Mas voltando a Browne. Embora ele nunca tenha realizado seu sonho (falho e problemático) de separar a raça humana em 'espécies', ele fez uma contribuição duradoura para a ciência moderna. "O que é tão útil sobre esta coleção agora é que todo o DNA está preservado, e ele não tinha ideia de que estava fazendo isso quando enviou seus pedidos de cabelo para as pessoas", disse Peck em Hyperallergic . "Ele na verdade pediu a eles que enviassem as raízes do cabelo, os folículos - muitos deles simplesmente cortaram - mas com os folículos presos, isso é uma mina de ouro".
E Peck não é apenas o especialista responsável por imortalizar o legado de Browne em palavras – ele também é o cara que ajudou a salvá-lo da destruição total. "Em meados da década de 1970, antes que alguém reconhecesse a importância e o valor insubstituível do DNA contido na coleção de Browne, um membro da equipe em posição de determinar seu destino decidiu que a lã, o pêlo e o cabelo humano que continha não eram (atuais). interesse científico e estava ocupando muito espaço e ele decidiu descartá-lo", disse Peck ao blog da ANSP . "Tive a sorte de estar no lugar certo na hora certa para localizá-lo e salvá-lo do esquecimento.
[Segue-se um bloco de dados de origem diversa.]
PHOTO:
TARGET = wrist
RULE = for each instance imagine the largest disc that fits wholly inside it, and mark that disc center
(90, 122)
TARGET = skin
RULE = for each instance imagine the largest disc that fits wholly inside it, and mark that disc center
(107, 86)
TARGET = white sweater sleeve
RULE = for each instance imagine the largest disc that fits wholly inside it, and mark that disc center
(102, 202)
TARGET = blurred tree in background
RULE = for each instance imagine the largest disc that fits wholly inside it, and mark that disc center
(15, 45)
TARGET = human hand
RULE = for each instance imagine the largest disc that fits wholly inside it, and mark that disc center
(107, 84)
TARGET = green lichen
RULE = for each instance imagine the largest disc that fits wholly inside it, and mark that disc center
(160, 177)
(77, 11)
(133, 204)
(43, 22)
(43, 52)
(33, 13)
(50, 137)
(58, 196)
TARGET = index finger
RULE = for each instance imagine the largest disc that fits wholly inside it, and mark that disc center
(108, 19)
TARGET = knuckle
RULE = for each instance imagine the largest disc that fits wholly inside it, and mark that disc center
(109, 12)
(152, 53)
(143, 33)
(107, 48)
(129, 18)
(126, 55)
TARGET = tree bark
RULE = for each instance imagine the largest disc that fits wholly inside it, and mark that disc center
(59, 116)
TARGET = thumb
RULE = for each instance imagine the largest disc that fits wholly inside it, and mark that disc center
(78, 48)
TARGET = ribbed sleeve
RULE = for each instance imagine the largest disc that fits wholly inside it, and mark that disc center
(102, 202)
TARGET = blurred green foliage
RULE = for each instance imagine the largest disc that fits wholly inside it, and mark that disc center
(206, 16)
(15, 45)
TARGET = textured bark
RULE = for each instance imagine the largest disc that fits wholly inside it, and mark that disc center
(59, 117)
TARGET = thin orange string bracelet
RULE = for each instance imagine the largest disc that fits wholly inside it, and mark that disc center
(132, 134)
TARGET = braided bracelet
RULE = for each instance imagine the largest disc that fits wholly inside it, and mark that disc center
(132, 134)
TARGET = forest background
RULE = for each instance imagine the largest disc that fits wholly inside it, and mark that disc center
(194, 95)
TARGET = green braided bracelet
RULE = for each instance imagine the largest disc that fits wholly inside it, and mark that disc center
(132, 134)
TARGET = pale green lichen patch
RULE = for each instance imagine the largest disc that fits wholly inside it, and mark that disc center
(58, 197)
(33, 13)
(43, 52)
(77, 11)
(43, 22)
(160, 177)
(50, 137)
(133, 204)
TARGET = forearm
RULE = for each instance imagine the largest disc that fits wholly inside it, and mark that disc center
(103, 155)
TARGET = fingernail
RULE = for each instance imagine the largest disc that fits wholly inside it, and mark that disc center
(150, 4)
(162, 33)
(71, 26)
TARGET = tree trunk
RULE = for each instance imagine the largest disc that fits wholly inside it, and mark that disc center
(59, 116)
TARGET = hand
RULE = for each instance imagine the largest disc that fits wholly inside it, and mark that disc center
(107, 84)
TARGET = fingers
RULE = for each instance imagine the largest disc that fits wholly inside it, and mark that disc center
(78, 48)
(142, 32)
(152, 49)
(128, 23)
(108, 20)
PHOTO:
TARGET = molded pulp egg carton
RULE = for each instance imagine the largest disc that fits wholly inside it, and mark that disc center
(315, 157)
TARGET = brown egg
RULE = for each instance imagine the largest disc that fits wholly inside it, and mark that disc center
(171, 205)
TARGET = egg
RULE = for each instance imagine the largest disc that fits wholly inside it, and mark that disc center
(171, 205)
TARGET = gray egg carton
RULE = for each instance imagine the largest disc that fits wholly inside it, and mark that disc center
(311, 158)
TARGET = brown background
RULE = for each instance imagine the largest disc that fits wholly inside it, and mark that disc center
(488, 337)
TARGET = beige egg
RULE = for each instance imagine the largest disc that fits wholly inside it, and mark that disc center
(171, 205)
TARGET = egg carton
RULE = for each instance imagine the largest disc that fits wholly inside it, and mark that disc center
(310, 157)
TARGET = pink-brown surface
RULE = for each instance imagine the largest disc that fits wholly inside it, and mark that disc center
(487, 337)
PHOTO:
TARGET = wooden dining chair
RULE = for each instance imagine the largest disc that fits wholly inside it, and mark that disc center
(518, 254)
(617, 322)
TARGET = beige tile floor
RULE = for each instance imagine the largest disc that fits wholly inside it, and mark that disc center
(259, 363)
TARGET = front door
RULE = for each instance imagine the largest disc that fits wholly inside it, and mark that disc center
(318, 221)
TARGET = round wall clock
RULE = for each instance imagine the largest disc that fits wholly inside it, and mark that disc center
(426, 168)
Quem diria que um dia se tornaria uma coleção de tanto interesse e assunto de um livro?!"
Agora isso é interessante
Um estudo de 2016 descobriu que o DNA não é a única coisa no cabelo que contém informações de identificação. Acontece que as proteínas presentes nos fios podem realmente oferecer fontes de informação mais abundantes e estáveis.